There was also a row inside Cabinet about the structure of the NHS. Herbert Morrison, with his background in the London County Council (LCC) wanted a localised, municipal structure. Aneurin Bevan wanted a centralised state-controlled monopoly, like British Railways or the national coal board (NCB). Bevan was a product of his times: he believed socialism meant state control, and entered the government in 1945 surrounded by nationalised agencies and bodies. During the war, the hotch-potch of private, voluntary, state and municipal hospitals and medical services had been brought together into a co-ordinated service to cope with mass civilian casualties and war-wounded. The NHS, with the sound of bedpans falling to the floor in Tredegar being heard in Whitehall, was the logical next step.

Bevan won the argument, and healthcare in the UK was nationalised at a stroke.

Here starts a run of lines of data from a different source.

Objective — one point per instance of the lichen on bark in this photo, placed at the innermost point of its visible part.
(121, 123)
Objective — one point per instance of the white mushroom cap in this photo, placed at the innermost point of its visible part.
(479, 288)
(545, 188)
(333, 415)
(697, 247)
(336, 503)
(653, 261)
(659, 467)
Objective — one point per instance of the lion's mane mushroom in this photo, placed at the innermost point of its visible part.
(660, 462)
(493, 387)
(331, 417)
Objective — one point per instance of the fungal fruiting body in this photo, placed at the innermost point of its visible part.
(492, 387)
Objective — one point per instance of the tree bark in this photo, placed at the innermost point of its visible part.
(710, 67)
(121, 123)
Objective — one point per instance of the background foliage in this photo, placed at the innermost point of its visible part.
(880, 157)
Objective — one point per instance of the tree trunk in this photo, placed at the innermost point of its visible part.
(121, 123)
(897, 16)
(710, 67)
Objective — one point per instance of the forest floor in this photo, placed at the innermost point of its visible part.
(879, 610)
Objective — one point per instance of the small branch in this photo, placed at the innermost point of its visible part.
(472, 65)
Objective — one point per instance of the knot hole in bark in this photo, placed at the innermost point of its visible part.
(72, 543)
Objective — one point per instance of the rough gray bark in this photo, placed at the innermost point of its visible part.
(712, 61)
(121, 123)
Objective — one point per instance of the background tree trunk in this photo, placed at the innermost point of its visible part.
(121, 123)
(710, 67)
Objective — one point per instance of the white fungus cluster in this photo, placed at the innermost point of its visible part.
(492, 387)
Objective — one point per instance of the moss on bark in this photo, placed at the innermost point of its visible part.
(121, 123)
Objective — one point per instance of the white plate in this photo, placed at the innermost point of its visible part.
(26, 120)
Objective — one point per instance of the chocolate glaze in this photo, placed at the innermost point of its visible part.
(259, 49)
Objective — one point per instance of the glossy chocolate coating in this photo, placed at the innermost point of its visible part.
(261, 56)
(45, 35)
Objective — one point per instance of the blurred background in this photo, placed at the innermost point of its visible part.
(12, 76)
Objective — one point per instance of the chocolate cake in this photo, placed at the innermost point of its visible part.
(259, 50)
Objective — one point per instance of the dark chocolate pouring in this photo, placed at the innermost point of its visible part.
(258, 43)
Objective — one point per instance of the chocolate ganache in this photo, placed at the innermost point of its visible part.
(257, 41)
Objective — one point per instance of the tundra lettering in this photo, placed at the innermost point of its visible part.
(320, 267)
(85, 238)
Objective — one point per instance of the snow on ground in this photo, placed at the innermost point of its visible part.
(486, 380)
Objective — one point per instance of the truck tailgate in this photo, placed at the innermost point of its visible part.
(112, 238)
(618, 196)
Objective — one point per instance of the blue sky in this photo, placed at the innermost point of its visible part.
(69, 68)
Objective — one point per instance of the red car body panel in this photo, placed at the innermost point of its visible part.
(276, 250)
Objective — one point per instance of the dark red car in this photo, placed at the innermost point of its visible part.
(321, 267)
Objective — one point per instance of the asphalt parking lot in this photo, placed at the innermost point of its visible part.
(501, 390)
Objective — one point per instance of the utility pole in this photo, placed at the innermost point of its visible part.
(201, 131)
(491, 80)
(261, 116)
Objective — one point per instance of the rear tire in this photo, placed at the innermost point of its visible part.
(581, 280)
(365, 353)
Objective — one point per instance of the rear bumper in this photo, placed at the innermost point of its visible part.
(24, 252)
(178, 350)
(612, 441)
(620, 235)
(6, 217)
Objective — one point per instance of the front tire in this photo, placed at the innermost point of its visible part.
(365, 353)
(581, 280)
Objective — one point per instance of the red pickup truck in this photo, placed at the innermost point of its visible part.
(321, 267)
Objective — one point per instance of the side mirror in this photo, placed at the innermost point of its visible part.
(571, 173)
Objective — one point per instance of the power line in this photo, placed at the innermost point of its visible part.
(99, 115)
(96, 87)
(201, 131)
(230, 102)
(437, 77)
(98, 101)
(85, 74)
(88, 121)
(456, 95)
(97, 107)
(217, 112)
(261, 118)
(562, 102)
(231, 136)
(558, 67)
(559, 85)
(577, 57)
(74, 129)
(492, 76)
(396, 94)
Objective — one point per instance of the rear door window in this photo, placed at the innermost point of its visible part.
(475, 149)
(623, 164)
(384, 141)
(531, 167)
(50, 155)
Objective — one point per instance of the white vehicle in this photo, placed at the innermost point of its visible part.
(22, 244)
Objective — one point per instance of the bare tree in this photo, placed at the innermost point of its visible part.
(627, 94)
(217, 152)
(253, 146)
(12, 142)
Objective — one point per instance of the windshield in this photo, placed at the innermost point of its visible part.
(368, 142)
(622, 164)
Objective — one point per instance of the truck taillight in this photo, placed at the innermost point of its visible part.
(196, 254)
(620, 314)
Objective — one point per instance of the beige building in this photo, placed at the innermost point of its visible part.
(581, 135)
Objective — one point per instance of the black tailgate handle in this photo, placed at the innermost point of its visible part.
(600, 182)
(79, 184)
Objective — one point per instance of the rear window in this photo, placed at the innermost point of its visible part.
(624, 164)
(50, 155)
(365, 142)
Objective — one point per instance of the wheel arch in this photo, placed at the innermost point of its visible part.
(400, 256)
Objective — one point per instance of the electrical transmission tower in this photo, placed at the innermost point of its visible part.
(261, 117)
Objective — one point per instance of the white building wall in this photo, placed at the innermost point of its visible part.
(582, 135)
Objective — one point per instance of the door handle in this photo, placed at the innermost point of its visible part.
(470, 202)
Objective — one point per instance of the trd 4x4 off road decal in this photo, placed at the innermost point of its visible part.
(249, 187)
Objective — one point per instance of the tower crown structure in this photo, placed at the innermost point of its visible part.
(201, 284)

There are two historical weaknesses in the structure of the NHS. The first is that its centralised character has not tackled regional disparities in health. People in the northern cities were living shorter, sicker lives than people in the southern counties. The NHS did not tackle health inequalities, and today we are still playing catch-up. The second issue is the lack of democratic control. Ministers are not responsible for what goes on in hospitals. But the public has no say either. Just consider how hard it is to navigate the complaints procedure, or what happens when there is a major failure as at Stafford Hospital. The public are on the outside, looking in. It is left to the professionals to run the service.

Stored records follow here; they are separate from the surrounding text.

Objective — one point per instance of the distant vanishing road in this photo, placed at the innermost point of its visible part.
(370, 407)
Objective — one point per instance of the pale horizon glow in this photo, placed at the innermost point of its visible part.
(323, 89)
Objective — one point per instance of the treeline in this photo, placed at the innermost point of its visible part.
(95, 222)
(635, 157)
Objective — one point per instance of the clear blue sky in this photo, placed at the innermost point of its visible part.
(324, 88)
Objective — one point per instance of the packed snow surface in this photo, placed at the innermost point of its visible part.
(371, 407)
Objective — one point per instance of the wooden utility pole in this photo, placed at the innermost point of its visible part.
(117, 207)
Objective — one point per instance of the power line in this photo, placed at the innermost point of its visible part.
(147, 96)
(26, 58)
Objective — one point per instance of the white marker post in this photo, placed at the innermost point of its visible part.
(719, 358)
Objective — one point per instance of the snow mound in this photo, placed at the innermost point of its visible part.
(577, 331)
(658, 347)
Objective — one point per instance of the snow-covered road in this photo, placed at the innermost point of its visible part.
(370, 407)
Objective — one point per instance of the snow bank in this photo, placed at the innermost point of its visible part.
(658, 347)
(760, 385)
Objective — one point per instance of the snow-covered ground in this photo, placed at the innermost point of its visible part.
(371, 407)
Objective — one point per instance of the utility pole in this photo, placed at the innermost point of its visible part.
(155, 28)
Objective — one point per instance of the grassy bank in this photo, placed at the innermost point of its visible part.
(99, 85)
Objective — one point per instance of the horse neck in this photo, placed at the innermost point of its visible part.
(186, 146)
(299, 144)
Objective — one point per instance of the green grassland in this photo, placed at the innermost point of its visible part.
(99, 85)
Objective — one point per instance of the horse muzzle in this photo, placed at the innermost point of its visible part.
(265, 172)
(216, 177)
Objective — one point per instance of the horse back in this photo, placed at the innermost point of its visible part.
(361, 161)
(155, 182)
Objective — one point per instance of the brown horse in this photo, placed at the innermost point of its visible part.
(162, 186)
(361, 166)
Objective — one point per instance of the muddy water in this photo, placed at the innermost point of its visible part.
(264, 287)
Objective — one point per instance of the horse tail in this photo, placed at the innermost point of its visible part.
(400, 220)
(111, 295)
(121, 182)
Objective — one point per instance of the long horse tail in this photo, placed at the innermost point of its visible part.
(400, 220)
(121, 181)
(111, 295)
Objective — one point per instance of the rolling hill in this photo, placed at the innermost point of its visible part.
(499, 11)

In New Zealand, the Labour Government in 2000 experimented with elected health boards as a means of directing resources where they were needed most. Chris Ham at Birmingham University wrote a piece a few years ago which said a

‘lesson from New Zealand is the value of local people involved in health boards. The two-thirds of members elected by the public are chosen every three years, with elections held at the same time as those for local authorities. Turnout is around 40%, and most candidates stand as independents. New Zealand’s system has the twin virtues of engaging the community directly and avoiding the risks of over-centralisation to which the NHS is so prone. There is a greater willingness to deal with the challenges of the health system at a local level, instead of pulling these challenges in to the government in Wellington.’

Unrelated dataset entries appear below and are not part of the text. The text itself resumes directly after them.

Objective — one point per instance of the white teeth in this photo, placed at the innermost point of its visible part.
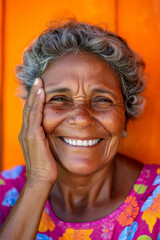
(78, 142)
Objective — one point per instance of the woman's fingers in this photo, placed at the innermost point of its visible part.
(36, 114)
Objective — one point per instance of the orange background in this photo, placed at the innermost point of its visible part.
(137, 21)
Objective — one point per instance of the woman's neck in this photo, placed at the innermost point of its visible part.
(86, 198)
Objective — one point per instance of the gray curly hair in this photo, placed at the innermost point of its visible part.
(72, 37)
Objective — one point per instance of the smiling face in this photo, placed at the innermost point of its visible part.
(84, 114)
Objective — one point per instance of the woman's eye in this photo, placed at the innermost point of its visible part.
(102, 103)
(59, 101)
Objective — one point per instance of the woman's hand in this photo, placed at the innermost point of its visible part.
(40, 163)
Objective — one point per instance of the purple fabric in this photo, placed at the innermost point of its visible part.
(137, 218)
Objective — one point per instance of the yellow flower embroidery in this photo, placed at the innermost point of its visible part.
(46, 223)
(129, 213)
(72, 234)
(151, 214)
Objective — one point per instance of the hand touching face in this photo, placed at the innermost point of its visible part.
(84, 114)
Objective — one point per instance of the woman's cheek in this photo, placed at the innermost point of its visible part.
(52, 118)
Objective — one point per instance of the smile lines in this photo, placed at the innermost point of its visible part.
(84, 143)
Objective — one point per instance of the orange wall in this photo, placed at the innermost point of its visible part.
(24, 20)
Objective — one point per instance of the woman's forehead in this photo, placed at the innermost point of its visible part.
(85, 70)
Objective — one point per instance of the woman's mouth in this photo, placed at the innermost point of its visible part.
(79, 142)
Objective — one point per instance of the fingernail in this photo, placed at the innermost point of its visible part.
(39, 91)
(36, 81)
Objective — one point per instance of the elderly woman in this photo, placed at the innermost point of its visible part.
(83, 84)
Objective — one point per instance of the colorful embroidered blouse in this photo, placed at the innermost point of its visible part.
(137, 218)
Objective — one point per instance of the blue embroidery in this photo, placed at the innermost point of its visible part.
(128, 232)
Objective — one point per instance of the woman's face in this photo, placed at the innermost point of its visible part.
(84, 114)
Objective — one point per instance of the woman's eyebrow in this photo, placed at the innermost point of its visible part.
(57, 90)
(99, 90)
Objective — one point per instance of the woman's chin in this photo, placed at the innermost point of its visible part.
(79, 166)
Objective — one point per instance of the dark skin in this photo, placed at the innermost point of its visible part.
(78, 101)
(89, 186)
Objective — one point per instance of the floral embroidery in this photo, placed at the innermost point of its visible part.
(72, 234)
(158, 171)
(128, 232)
(107, 231)
(10, 198)
(43, 237)
(144, 237)
(12, 173)
(129, 213)
(151, 209)
(158, 236)
(46, 223)
(2, 182)
(140, 188)
(157, 180)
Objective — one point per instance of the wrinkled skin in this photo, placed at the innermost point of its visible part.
(77, 98)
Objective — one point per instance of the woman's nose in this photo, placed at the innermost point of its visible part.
(81, 116)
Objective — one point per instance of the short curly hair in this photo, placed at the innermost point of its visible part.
(72, 37)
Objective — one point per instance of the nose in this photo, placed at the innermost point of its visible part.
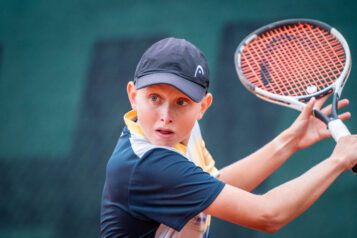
(166, 114)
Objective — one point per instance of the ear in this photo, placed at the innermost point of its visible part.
(131, 90)
(205, 104)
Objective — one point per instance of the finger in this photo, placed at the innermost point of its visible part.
(342, 103)
(345, 116)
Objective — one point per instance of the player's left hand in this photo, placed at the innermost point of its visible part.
(307, 129)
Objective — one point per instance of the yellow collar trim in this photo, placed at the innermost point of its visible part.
(130, 121)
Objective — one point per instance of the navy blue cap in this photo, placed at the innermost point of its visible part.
(176, 62)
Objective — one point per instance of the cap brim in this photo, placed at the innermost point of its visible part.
(191, 89)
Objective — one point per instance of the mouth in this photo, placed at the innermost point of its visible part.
(164, 132)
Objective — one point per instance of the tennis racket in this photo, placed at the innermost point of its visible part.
(290, 61)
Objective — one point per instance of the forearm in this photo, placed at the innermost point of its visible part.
(289, 200)
(271, 211)
(249, 172)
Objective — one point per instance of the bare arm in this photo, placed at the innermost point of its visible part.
(305, 131)
(271, 211)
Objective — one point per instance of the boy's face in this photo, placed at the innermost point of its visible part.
(165, 114)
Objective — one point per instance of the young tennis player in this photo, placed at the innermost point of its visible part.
(162, 182)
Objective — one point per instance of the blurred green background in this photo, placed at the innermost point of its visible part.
(64, 66)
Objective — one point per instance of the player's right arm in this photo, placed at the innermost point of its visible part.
(272, 210)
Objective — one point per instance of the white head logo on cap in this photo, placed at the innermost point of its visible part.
(199, 70)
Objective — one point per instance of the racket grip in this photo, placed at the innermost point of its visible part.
(339, 129)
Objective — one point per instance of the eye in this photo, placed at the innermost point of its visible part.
(154, 98)
(182, 102)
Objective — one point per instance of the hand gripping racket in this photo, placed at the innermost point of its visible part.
(288, 62)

As a special adviser, I argued for elected health boards for the NHS. I met with Chris Ham to discuss his study-tour of New Zealand. The model I suggested was one third NHS professionals and experts, appointed by the Health Secretary, one third councillors, sent from local authorities, and one third directly-elected representatives of the local population. That model would allow direct, and indirect democratic involvement at the level of the PCT, but avoid the danger of ‘capture’ by the BNP or any other single group. It would have been for the NHS, and also good for local democracy too. The idea was strangled at birth by the Labour government’s centralising tendency, which was a shame. Even a line in a speech floating the idea at the Labour conference was removed at the last minute.

I was reminded of all this this week, when I was making a presentation at the Royal College of Nursing (RCN). Looking at the health section in the Coalition Government’s Agreement, hastily put together during the negotiations after the general election, there it was:

‘We will ensure that there is a stronger voice for patients locally through directly elected individuals on the boards of their local primary care trust (PCT). The remainder of the PCT’s board will be appointed by the relevant local authority or authorities, and the Chief Executive and principal officers will be appointed by the Secretary of State on the advice of the new independent NHS board. This will ensure the right balance between
locally accountable individuals and technical expertise.’

I hope that this is one pledge that the Conservative-led coalition delivers on. Labour should sign up to it, not oppose it in Parliament, and prepare Labour candidates to stand in every Primary Care Trust area on a platform of defending the NHS.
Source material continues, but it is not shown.